The first thing is to be sure that you have indexes on pgi_summary_table(wsp_channel, race_date) and pgi_accounts(account). For this query, you don't need indexes on these columns in the raw data.
MySQL has a tendency to use indexes even when they are not the most efficient path. I would start by looking at the performance of the "full" query, without the joins:
SELECT pgi_raw_data.wsp_channel,
'IOM' AS wsp,
pgi_raw_data.dated,
-- pgi_accounts.`master`,
pgi_raw_data.event_id,
pgi_raw_data.breed,
Sum(pgi_raw_data.handle),
Sum(pgi_raw_data.payout),
Sum(pgi_raw_data.rebate),
Sum(pgi_raw_data.profit)
FROM pgi_raw_data
GROUP BY pgi_raw_data.event_id
If this has better performance, you may have a situation where the indexes are working against you. The specific problem is called "thrashing". It occurs when a table is too bit to fit into memory. Often, the fastest way to deal with such a table is to just read the whole thing. Accessing the table through an index can result in an extra I/O operation for most of the rows.
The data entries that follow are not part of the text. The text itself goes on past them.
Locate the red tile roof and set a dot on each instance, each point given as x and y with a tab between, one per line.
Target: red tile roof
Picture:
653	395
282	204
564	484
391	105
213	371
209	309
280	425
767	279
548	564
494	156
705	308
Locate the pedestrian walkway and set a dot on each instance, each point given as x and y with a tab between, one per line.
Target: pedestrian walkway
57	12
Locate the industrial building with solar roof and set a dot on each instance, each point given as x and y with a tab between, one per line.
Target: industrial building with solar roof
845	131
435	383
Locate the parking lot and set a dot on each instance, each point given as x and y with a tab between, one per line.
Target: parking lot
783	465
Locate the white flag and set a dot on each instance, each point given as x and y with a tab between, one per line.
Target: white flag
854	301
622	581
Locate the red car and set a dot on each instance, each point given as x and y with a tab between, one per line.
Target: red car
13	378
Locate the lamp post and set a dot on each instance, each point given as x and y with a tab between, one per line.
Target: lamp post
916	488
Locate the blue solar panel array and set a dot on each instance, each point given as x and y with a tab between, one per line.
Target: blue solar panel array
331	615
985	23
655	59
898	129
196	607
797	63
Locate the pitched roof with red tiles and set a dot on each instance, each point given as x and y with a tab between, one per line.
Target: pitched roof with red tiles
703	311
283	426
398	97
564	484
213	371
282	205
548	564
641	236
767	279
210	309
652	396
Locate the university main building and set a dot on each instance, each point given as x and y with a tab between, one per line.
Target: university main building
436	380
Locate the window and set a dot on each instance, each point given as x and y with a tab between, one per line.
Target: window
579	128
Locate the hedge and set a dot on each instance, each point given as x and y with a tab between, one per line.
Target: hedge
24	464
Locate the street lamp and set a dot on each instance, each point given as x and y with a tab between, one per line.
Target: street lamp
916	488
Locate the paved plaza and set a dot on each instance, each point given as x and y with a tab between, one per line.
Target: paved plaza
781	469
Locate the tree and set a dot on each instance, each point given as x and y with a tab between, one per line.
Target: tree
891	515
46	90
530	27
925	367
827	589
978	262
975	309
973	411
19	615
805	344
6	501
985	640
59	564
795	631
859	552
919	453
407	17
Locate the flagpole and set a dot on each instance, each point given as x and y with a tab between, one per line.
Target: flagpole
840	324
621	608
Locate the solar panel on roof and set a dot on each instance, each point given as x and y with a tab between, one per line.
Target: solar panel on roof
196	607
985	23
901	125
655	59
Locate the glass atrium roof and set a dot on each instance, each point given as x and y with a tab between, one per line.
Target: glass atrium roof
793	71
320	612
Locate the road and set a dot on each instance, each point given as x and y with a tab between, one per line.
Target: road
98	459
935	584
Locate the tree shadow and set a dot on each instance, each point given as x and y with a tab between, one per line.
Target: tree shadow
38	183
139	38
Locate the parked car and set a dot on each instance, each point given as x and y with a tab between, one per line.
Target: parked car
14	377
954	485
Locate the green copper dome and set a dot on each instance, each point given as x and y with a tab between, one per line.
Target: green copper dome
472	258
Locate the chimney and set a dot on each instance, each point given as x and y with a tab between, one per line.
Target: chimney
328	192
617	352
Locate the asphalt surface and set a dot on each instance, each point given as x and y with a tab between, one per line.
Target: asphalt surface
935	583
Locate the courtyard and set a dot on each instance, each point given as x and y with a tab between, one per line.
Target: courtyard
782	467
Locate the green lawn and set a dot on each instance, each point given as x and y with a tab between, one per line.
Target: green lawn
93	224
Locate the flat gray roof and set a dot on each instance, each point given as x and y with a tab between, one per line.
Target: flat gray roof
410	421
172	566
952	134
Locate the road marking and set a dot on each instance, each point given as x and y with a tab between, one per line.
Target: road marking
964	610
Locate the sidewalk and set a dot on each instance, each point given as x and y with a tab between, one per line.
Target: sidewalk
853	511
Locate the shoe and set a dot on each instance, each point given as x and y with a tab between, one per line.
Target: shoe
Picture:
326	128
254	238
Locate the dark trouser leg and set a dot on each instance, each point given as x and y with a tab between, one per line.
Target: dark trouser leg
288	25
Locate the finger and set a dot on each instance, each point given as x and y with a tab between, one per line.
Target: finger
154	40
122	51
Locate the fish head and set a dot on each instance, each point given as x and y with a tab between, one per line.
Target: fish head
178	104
If this works, then do the joins after the aggregate. Also, consider getting more memory, so the whole table will fit into memory.
Second, if you have to deal with this type of data, then partitioning the table by date may prove to be a very useful option. This will allow you to significantly reduce the overhead of reading the large table. You do have to be sure that the summary table can be read the same way.